I'm seeing a pattern here in my blog (and I wrote this even before re-reading the last sentence from my last one on the same subject): repeated instances where I'm forced to acknowledge how I'm constantly taking things for granted. And for this, I have a film analogy: "Labyrinth" with David Bowie and Jennifer Connelly.
"You can't take anything for granted 'round 'ere," says the cute little Cockney-accented worm in a knit cap, to Ms. Connelly. And she constantly complains to Jareth [Mr. Bowie], as he randomly changes the rules of the game: "But that's not fair!!"
"You keep saying that," he smirks. "I wonder what your basis for comparison is?"
No wonder I'm always so hungry for new experiences; I'm so quick to categorize and file away things that I grow complacent and bored, constantly needing change to shake up my little filing system. How I wish I could burn all the files and start fresh! Ah, but I know it wouldn't last.
In my returning to California this visit, I've suddenly opened my eyes (a long time away will do that) to the massive array of cultural events and happenings in San Francisco, the very city where, for nearly four years, I've stayed home at least five nights a week, eschewing the plethora of activities to attend that day/evening in favor of "time to myself." And now, after six weeks in Cambridge feeling like a blind person whose groping hands have fumbled around a small room and discovered each object there, I feel I've reached the edges of that city.

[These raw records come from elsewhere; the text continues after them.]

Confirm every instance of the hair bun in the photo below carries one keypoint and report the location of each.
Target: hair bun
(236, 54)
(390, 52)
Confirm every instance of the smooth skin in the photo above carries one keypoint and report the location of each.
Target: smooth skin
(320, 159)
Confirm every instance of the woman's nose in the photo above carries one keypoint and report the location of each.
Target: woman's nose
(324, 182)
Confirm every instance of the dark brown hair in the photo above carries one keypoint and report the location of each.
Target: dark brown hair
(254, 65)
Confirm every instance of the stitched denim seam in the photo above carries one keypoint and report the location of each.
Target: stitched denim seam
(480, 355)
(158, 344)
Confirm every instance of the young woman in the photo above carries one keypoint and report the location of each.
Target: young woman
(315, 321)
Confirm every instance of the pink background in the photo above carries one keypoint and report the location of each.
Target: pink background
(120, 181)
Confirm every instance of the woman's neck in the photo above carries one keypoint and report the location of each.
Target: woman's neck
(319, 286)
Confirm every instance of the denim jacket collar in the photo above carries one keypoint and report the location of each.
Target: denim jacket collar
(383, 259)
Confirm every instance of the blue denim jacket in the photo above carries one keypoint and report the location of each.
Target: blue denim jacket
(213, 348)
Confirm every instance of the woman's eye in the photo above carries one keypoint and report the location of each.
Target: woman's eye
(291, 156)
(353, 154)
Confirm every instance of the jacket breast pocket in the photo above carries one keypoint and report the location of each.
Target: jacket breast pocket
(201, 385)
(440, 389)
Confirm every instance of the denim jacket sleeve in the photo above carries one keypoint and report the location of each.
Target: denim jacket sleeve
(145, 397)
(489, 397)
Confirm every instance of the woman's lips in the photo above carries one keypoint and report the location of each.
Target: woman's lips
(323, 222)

I feel I know where everything is, I can navigate it now with my eyes closed... and surprise, surprise... I do.
My senses felt dulled the last few weeks in Cambridge, muted and dim like the grey weather. I blame only myself. I am determined to return there with my senses reopened and find the nuances there, the less obvious things it has to offer. If I don't, I'm bound to find myself very unhappy there.
And suddenly, San Francisco is the most incredible mecca of culture! My second night back I found myself at one of the pre-Burning Man "beach burns." A chilly night on the beach under the stars was warmed by what became a large bonfire, then two, as a man set ablaze a tall wooden structure he had built out of a number of large plywood discs. Fire jugglers, a San Francisco specialty, swung their chains and sticks around with fuel-soaked wads burning at the ends, creating fiery arcs and circles around the dancers' torsos and heads, their faces glowing orange in the light. A bunch of people with drums and other percussive objects brought their movements together to create a pulsing rhythm, to which everyone lurched or bobbed somewhat... and some people removed their shirts and leapt around the fire like shamen.
I stood quietly by the burning artpiece, the builder of which, whom I've never seen before, gave me his beer to hold while he filmed the flames from all angles. A studious-looking young man in glasses, with a slight Mona Lisa smile, approached the burning tower slowly, then knelt down and surveyed it for a moment from that angle. Finally, he reached into the flames and deposited a rolled-up stack of papers, large photographs maybe, between the flaming layers, then withdrew his hand and watched the slow dissolving of the thing to ashes of the same exact rolled-up shape... then those too were gone.
I couldn't help watching him, wondering what the relevance was of the papers... watching his bittersweet smile which continued until well after the papers were unrecognizable from the rest of the objects which burned there. For relief from the hot orange, I looked up into the night sky just then, and saw a low-flying jet plane coming to land at SFO. It was beautiful, all lit-up and bright, zooming overhead.
But over the flames and the drums and the voices, I couldn't hear the jet at all. It seemed to float over us in utter silence. And suddenly I felt (in the words of Trent Reznor) so "down in it"... so immersed in the world of San Francisco, full of technogeeks and hippies and modern primitives and artists. The plane, pretty much like the one I'd just arrived in from England, seemed to symbolize at that moment my other life in Cambridge.
Floating silently above the mix, detached, observing. Being taken away.
I dreamt two nights ago that Ashley was holding me hostage at gunpoint. It's going to be a really good trick to make this time of my life my own, and not just a year of putting my own life aside in order to keep my life coinciding with Ashley's.